On paper, Nikki Haley should be a top-tier contender in the 2024 Republican primary. She’s a successful former governor from an important, early primary state. She has an impressive personal backstory, solid foreign policy chops, and great candidate skills, too. This used to be an extremely attractive package for GOP primary voters.
Used to be.
But not anymore.
While many Republican voters may be moving off Trump the man, the forces that he unleashed within the party—economic populism, isolationist foreign policy, election denialism, and above all, an unapologetic and vulgar focus on fighting culture war issues—remain incredibly popular with GOP voters
While other old-school Republicans such as Jeff Flake, Ben Sasse, and Liz Cheney were exorcised from the party, Haley tried her best to hold on.

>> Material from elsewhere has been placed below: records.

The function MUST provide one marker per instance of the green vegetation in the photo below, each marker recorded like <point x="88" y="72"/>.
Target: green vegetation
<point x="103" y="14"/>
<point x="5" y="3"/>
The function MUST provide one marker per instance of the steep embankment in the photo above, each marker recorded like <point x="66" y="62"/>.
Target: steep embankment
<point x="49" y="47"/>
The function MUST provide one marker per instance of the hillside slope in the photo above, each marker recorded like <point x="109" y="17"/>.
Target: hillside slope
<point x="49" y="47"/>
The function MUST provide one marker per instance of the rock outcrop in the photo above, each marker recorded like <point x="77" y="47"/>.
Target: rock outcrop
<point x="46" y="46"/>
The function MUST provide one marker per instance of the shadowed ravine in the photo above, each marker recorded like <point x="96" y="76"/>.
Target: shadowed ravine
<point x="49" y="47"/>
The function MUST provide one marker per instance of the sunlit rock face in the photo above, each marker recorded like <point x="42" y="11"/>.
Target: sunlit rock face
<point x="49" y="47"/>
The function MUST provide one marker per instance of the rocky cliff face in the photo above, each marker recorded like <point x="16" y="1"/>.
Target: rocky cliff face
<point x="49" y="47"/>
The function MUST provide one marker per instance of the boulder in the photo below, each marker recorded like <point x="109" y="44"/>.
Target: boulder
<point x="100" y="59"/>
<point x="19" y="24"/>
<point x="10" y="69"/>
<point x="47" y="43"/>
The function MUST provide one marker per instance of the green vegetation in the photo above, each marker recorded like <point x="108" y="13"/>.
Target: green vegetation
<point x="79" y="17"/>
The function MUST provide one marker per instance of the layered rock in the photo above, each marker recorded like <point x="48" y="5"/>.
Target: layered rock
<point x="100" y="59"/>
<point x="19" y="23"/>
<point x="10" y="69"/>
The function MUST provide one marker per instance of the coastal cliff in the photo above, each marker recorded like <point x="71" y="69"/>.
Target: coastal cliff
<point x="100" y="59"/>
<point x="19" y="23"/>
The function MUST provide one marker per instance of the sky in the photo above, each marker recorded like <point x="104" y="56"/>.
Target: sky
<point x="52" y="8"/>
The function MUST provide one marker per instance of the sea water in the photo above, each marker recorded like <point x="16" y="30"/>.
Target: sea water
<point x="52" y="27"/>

Since 2016, she has not so much threaded the Trump needle as vacillated between being a staunch Trump supporter and a wobbly-kneed critic.
So how will she win constituencies from either new MAGA-friendly voters or old-guard establishment types? Haley isn’t like another potential fusion candidate, Georgia Governor Brian Kemp, who has a strong record of conservative policies that better fit the current iteration of the Republican party while also breaking from Trump over his election fraud claims.
And she certainly isn’t a Ron DeSantis-style, four-star general in the culture wars.